El miedo es de volver a romper los sueños concebidos en tantos años que perdimos y jamás podrán recuperarse. El miedo es a encontrar una desconocida con la que no tenga nada que hablar, ni escuchar. El miedo es a quedarme sin esa vieja esperanza que inundó casi toda mi vida, cuando las cosas se torcían o se ponían feas. De forma inexorable, volvía al maizal, a escuchar el ladrido de aquella risa de chiquilla nerviosa. El miedo era a encontrar un espejo donde se reflejara mi falta de pelo, la cara farfullada de arrugas y la cintura desplazada de tiempo y senectud.

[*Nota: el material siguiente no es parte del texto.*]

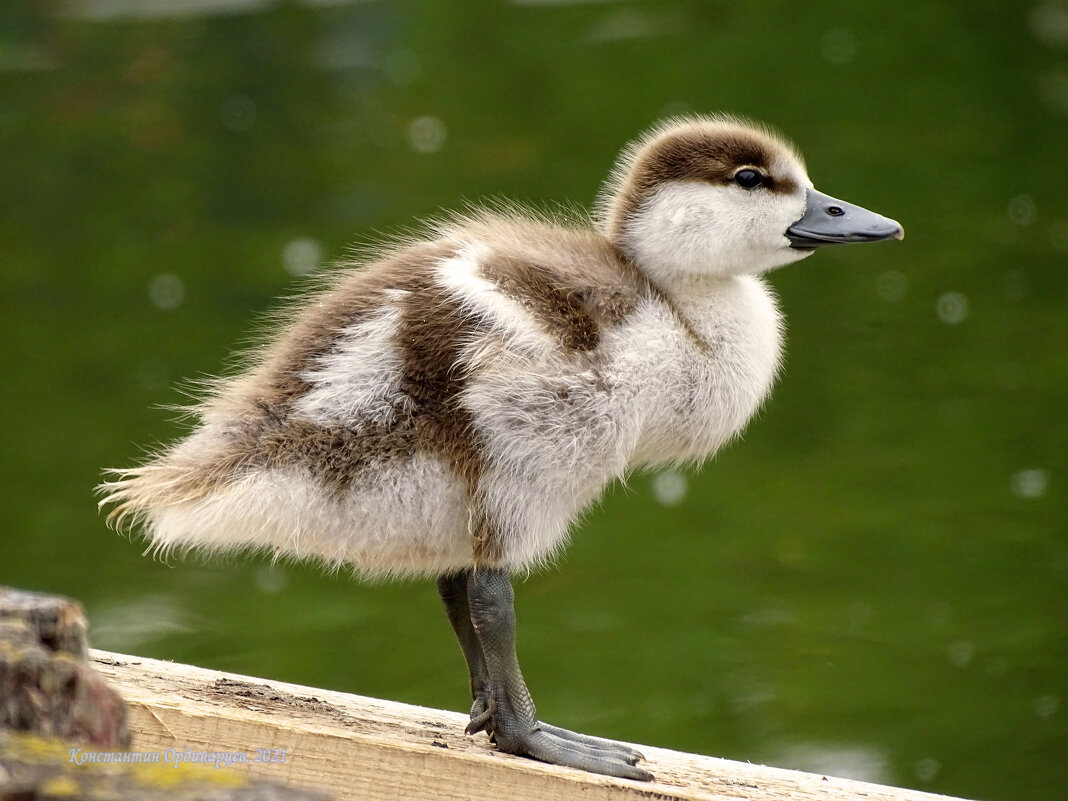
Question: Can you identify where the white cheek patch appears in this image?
[623,178,807,283]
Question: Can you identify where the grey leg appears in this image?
[438,570,491,734]
[465,568,653,782]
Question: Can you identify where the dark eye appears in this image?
[735,170,764,189]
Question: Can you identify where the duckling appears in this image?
[100,116,904,781]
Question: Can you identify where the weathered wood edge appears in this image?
[90,649,969,801]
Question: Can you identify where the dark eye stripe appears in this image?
[734,168,764,189]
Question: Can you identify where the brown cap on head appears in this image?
[597,116,804,241]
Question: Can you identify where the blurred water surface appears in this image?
[0,0,1068,801]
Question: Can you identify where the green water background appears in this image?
[0,0,1068,801]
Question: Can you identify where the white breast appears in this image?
[617,276,782,467]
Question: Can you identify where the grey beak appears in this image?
[786,189,905,250]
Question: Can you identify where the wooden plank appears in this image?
[90,650,965,801]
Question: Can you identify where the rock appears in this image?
[0,587,130,749]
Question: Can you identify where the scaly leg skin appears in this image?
[438,570,490,734]
[438,568,653,782]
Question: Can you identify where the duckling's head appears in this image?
[597,116,904,280]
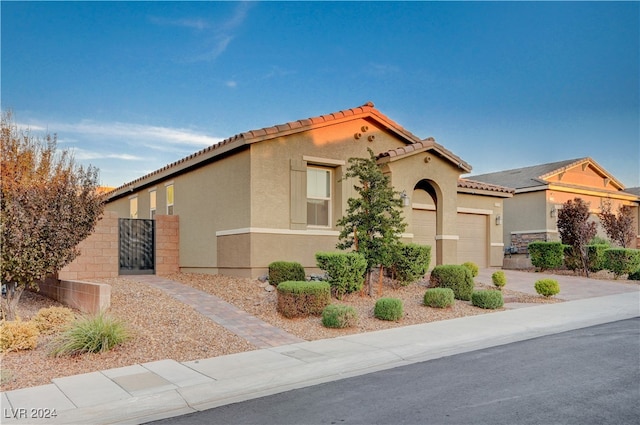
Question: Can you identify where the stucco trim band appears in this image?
[216,227,340,236]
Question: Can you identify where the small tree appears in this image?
[0,112,103,320]
[337,149,406,296]
[558,198,597,277]
[598,200,635,248]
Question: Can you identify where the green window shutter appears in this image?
[291,159,307,230]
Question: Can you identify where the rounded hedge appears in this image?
[429,264,474,301]
[462,261,480,277]
[471,289,504,310]
[491,270,507,289]
[322,304,358,328]
[533,279,560,297]
[424,288,455,308]
[373,298,404,321]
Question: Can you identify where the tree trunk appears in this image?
[0,282,25,321]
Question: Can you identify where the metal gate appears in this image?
[118,218,156,274]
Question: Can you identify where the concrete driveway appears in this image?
[475,268,640,301]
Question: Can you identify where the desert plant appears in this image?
[557,198,597,277]
[269,261,306,286]
[373,298,404,321]
[471,289,504,310]
[491,270,507,290]
[528,242,564,271]
[424,288,455,308]
[49,311,131,357]
[429,264,474,301]
[462,261,480,277]
[316,252,367,298]
[0,319,40,353]
[322,304,358,328]
[276,281,331,318]
[534,279,560,297]
[31,307,76,335]
[393,243,431,285]
[604,248,640,279]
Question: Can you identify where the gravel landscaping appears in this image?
[0,273,559,391]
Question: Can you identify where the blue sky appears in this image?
[0,1,640,187]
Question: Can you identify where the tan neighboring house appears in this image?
[471,157,640,254]
[106,103,513,277]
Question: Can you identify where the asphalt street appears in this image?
[152,318,640,425]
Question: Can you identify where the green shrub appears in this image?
[471,289,504,310]
[528,242,564,270]
[534,279,560,297]
[276,281,331,318]
[316,252,367,298]
[393,243,431,285]
[424,288,455,308]
[32,307,76,335]
[604,248,640,279]
[373,298,404,321]
[49,311,131,357]
[269,261,306,286]
[491,270,507,290]
[0,319,40,353]
[322,304,358,328]
[429,264,474,301]
[462,261,480,277]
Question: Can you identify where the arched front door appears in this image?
[411,180,438,269]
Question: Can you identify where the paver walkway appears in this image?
[126,275,304,348]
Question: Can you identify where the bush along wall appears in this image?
[471,289,504,310]
[392,243,431,285]
[269,261,306,286]
[604,248,640,279]
[276,281,331,318]
[528,242,564,270]
[316,252,367,298]
[429,264,474,301]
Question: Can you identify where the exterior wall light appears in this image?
[400,190,409,207]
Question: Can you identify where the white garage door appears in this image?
[458,213,489,267]
[413,209,436,269]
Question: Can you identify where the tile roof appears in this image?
[469,157,623,190]
[112,102,424,196]
[378,137,471,173]
[458,179,515,194]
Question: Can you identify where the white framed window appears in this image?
[129,196,138,218]
[149,189,157,220]
[166,184,174,215]
[307,166,332,227]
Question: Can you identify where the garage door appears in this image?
[458,213,489,267]
[413,209,436,269]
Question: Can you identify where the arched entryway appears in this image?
[411,180,438,269]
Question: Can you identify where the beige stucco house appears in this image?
[106,103,513,277]
[471,157,640,253]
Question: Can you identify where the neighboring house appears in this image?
[106,103,513,277]
[471,157,640,253]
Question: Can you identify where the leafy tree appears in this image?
[598,200,635,248]
[337,149,406,296]
[0,112,104,320]
[558,198,597,277]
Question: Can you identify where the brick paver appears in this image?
[127,275,304,348]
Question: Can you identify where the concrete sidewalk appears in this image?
[1,288,640,424]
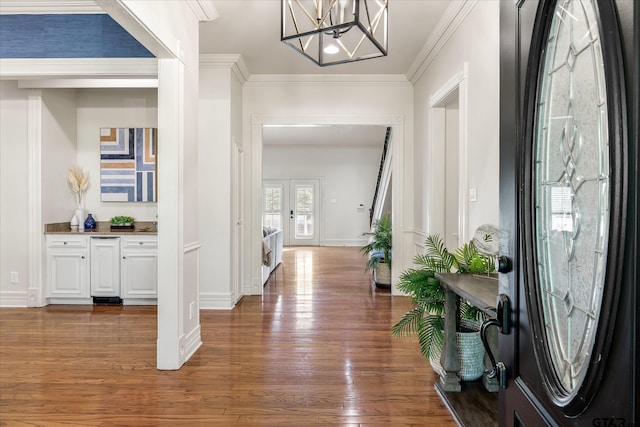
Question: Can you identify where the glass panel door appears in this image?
[289,180,319,246]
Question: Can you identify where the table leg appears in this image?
[482,327,500,393]
[440,289,462,391]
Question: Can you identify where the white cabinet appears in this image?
[46,235,91,304]
[45,233,158,305]
[91,236,120,297]
[121,235,158,304]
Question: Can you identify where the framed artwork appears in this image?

Quizá mañana te llame de nuevo. Te invite a venir, o me desplace yo, con la maleta aquella que portaba mil sueños que luego almacené en el lagar que emancipado se cerraba de día y tan solo alguna noche de insomnio o de espanto, descorría el cerrojo. Es posible que nos veamos, y pasado el disgusto del aciago transcurso del tiempo, nos reencontremos, volvamos a jugar, a reír como entonces, o al menos, confiemos el uno en el otro con la fe desenvuelta que incineró el tiempo de cerezas.
Mañana he quedado en llamarte y en decirte lo que hacer para reencontrarnos. Es posible, que donde habitó un cobarde haya crecido, a fuer de descalabros, un tipo con redaños que no le tema al tiempo.
Es posible todo. Hasta que nos enamoremos.